Results from two informed consensus-based reviews of DM examinations from 2004 to 2016 BreastScreen Norway, including 24% of false negatives for interval cancer (246 of 1010) and 22% of false negatives for consecutive round screen-detected breast cancer (266 of 1225) [11, 12], can also be used to estimate the number of potential false negatives in the DM-arm of the To-Be 1 in the informed review. The number of false negative cases resulting in interval cancers in the DM-arm would have been about 7 (29 × 24/100) and the number of false negative screen-detected cancers about 22 (101 × 22/100). This would have resulted in 29 extra cases (false negatives) of screen-detected cancers in the DM-arm, accounting for 116 (87 + 29) in total and a rate of 0.81%. When including the results from our informed review on the number of false negatives for the DBT + SM-arm (18 cases), a total of 113 (95 + 18) in 14,380 women for DBT + SM corresponds to a rate of screen-detected cancer of 0.79%, versus 0.81% in the DM-arm (116 cases in 14,369 women, p = 0.79) [7]. Under these assumptions, the DBT + SM versus DM cancer detection rate would not differ statistically significantly. However, these findings should be interpreted with caution. The number of false negatives in the DM-arm may have been overestimated, as DBT + SM was used to detect breast cancer in the follow-up of the DM-arm and the rates of false negatives in the DM-arm were calculated based on the data from 1990s to 2016 from different countries and programs [13, 14, 38].

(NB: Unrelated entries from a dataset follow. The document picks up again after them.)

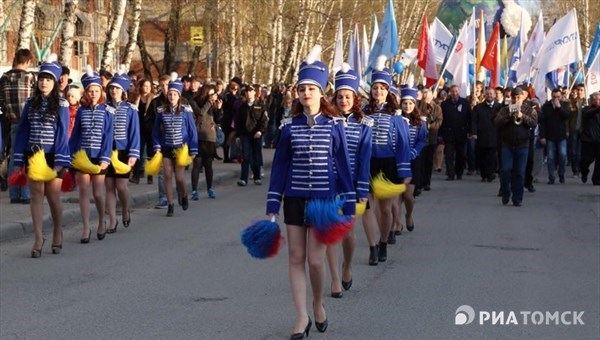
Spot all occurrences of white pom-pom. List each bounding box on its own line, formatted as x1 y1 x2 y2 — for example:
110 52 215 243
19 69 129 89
374 55 387 71
305 45 321 64
408 74 415 89
85 64 94 77
340 63 350 73
45 53 58 63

In conclusion, this study examined potential false negative interval and consecutive round screen-detected cancers in the To-Be 1 trial and demonstrated that the percentages determined by both individual and consensus expert reviews were consistent with prior DM review studies. The results of this review indicate that the nonsignificant difference in cancer detection between DBT + SM versus DM in the To-Be 1 trial is complex and not caused by interpretive error alone.